Berkat dakwah Islam dan pelembagaan pengajaran tersebutlah maka tidak mustahil sejak Islam masuk tahun 977 M ke wilayah Kerajaan Brunei, memberi pengaruh bagi penduduk Kalimantan Barat. Penduduknya pun mulai banyak yang masuk Islam pada pertengahan abad ke-16. Hal ini dijelaskan di dalam Buku Khilafah dan Jejak Islam Kesultanan Islam Nusantara (2009:57).

Sayangnya, modernisasi dari pemerintah Belanda telah menciptakan jurang pemisah muslim Pontianak dengan tradisi pengajaran Islam. Berkembangnya penerapan syariah Islam di Kalimantan Barat adalah sesuatu yang tidak disukai oleh penjajah Belanda, karena merupakan bentuk perlawanan kolonialisasi.

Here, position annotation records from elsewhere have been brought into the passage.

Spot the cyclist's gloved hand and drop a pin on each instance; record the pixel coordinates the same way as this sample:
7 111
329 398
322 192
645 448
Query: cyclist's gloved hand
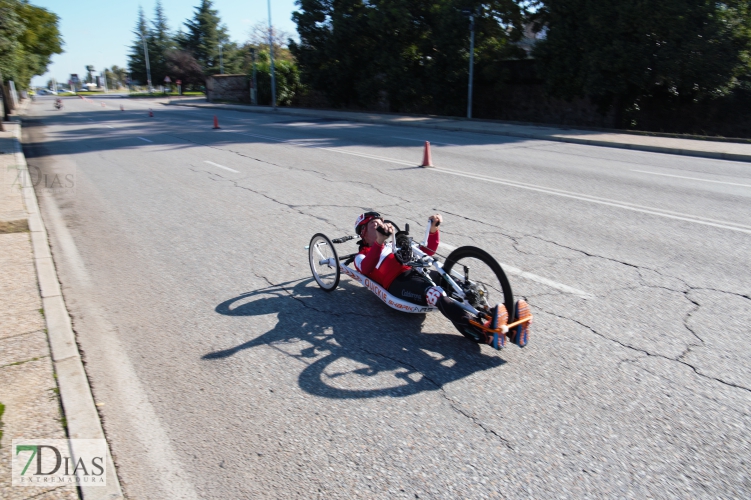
435 221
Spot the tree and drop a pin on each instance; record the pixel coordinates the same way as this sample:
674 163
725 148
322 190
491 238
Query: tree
159 42
116 76
621 53
29 36
406 55
203 36
136 58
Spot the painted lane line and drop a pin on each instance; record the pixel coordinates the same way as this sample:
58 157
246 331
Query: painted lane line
693 178
733 226
333 150
422 140
534 277
221 166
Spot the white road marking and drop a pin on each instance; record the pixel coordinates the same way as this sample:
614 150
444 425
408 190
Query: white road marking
732 226
221 166
421 140
151 435
693 178
334 150
533 277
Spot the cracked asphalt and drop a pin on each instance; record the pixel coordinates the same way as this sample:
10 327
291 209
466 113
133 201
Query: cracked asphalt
222 371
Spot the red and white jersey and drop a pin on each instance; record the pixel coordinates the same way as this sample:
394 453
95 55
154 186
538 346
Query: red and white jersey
381 265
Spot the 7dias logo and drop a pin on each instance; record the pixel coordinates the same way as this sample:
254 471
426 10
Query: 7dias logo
53 462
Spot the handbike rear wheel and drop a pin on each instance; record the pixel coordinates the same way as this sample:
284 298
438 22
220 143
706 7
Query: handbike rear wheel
322 254
488 283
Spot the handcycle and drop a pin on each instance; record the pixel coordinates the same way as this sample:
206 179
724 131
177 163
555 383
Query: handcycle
478 294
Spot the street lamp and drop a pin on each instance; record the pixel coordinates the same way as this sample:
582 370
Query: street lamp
271 55
471 15
148 66
253 81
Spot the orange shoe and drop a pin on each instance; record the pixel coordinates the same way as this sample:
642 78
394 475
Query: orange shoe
520 334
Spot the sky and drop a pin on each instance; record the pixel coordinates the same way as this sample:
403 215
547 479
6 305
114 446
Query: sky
100 32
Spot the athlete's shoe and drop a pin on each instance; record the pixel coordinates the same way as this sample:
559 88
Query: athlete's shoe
498 318
520 334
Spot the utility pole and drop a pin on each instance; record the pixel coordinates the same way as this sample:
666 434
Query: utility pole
253 81
271 55
471 62
148 66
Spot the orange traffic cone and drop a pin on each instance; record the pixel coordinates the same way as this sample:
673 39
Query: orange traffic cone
427 161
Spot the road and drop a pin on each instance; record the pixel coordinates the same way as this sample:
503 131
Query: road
222 371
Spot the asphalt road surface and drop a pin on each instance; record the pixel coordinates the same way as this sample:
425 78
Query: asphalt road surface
222 371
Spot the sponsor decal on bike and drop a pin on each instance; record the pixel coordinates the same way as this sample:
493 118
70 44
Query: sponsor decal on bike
433 294
407 293
386 297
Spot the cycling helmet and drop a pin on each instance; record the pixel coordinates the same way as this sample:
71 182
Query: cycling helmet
403 251
363 219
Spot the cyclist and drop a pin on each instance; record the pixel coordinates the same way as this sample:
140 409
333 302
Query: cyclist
377 261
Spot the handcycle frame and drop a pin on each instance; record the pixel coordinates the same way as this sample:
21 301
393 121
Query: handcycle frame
421 263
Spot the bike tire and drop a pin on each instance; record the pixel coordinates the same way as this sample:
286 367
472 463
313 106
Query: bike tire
469 252
321 248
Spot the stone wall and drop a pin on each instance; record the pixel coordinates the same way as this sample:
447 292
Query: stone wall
234 88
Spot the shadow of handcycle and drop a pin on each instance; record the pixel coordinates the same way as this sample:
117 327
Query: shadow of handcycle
355 347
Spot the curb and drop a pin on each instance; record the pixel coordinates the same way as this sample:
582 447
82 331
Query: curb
82 418
457 126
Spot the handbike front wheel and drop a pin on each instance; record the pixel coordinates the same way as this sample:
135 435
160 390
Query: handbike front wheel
487 285
324 262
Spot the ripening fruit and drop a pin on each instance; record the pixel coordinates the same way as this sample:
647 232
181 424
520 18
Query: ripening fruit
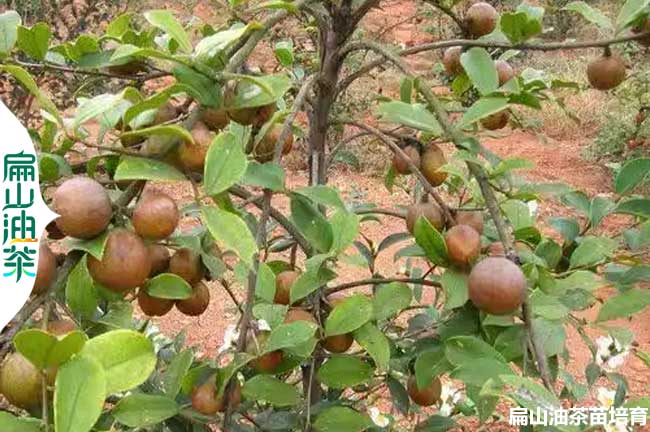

Disebut dalam buku ‘Politik Islam Hindia Belanda’ bahwa Belanda melakukan infiltrasi pemikiran dan politik melalui langkah-langkah yang digagas Snouck Hurgronje. Gagasan tegas bahwa musuh kolonialisme bukan Islam sebagai agama melainkan Islam sebagai doktrin politik (Suminto, 1986: 11). Sehingga rakyat pun mulai beradaptasi bahkan mengadopsi yang diterapkan pemerintah Belanda.

Hal ini makin diperparah dengan runtuhnya Kekhalifahan Ustmaniyah di Turki pada 3 Maret 1924 M. Penjajahan atas umat Islam Pontianak tak jua berakhir. Masih ada Jepang, perang dunia 2, hingga abad globalisasi saat ini pengaruh kolonialisasi masih ada dengan wujud diadopsinya nilai-nilai barat yang berlandaskan kapitalisme, sekularisme dan liberalisme. Semoga paham busuk ini berakhir di masa kita.***

Referensi:

[1] Hasannuddin. Pontianak MasaKolonial. 2014. Ombak: Yogyakarta

[2] Anonim. Khilafah dan Jejak Islam Kesultanan Islam Nusantara. 2019. ThariqulIzzah: Bogor.